Healthcare spaces may be ready for a parallel wave of advancements through new technologies that call for reimagining the work.
AI in Use
Dr. Brynjolfsson says generative AI systems are getting good at answering questions. The third version of GPT, he says, got a 5 percent score on the U.S. medical licensing exam; GPT-4 nailed a score of over 90 percent. He emphasizes, “This is not indicative of how one would perform in the clinic, but it is indicative of how broad and deep this capability is.”

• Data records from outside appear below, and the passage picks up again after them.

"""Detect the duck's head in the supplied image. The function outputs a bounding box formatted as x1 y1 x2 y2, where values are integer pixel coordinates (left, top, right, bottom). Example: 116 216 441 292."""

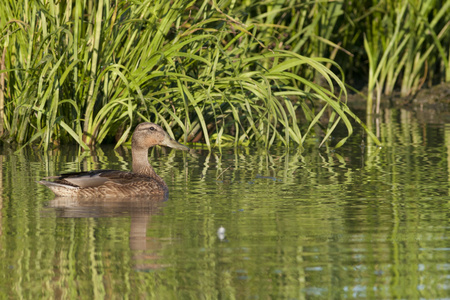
131 122 190 151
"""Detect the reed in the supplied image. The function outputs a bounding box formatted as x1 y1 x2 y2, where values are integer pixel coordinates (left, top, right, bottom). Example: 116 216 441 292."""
0 0 374 149
7 0 450 149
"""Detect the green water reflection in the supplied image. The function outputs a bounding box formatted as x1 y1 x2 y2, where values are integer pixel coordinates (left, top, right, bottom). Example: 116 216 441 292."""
0 109 450 299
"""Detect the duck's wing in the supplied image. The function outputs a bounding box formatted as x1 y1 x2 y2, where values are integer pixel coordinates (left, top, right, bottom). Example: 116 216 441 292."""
46 170 139 188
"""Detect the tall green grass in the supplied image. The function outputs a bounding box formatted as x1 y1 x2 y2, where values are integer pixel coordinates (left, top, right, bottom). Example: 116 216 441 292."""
0 0 376 149
364 0 450 113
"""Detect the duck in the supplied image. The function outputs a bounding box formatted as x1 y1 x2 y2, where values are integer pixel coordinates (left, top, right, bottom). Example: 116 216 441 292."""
38 122 190 198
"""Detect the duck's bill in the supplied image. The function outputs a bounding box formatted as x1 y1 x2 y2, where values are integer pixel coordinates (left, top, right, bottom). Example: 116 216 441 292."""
161 136 190 151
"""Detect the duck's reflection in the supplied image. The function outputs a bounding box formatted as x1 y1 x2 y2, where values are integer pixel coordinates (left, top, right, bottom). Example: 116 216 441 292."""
47 196 167 270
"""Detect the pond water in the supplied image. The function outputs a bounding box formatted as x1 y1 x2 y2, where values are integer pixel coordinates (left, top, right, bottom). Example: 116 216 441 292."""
0 110 450 299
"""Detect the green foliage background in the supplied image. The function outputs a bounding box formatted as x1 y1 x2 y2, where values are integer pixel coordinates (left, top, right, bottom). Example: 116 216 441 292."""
0 0 450 149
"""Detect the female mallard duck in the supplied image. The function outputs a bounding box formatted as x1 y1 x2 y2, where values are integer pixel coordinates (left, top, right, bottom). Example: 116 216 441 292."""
38 123 189 197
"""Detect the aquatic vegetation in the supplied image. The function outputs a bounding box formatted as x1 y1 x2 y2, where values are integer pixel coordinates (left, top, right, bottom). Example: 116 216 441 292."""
0 0 450 149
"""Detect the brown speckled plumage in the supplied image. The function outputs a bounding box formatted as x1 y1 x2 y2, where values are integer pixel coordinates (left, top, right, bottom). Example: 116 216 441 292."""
39 123 189 198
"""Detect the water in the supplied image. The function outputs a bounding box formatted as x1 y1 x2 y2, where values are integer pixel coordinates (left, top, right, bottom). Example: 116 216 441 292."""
0 112 450 299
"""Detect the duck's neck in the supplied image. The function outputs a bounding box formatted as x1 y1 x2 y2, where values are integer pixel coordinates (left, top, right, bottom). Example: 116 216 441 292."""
131 148 159 178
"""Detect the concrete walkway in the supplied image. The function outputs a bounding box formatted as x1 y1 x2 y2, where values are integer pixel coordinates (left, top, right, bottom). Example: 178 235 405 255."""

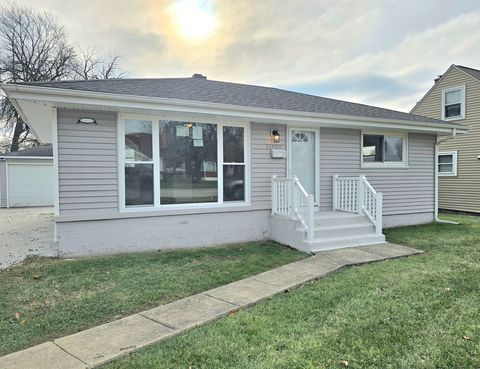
0 243 422 369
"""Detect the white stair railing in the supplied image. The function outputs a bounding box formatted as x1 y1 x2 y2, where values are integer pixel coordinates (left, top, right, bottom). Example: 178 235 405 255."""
272 176 315 241
332 175 383 235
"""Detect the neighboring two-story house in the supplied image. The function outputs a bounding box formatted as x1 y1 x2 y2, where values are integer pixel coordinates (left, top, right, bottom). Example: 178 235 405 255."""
411 64 480 213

When Dr. Brynjolfsson and others analyzed 950 job roles, considering which parts of those roles machine learning could perform, “We didn’t find a single one where machine learning or any combination of technologies just ran the table.” That said, lower-paid occupations like cashier were more likely to involve some tasks that could be performed through machine learning. But higher-paying professional positions like lawyer and investment banker could be more affected by a GPT, the researchers’ results showed.
At this moment, Dr. Brynjolfsson emphasized, the real benefit from AI comes from machine and human working together. Healthcare spaces have begun to benefit from AI-powered assistance with billing, referrals, prior authorizations, staffing predictions, and other administrative lifts or business insights. Is healthcare ready, on a larger scale, to reap the benefits of broader use of clinician decision support tools and other modes of machine-clinician collaboration?
AI systems today, Dr. Brynjolfsson says, come closer to capturing those unwritten, noncodable human bits of information that prior AI systems could not. He quoted a philosopher named Michael Polanyi, who articulated Polanyi’s Paradox: “We know more than we can tell.”
*Erik Brynjolfsson, PhD, spoke at the 2023 gathering of the TDC Group Executive Advisory Board Meeting in Napa, CA, which brings together top healthcare executives, academic researchers, and clinical leaders to discuss the changing landscape of healthcare as part of the Leading Voices in Healthcare initiative.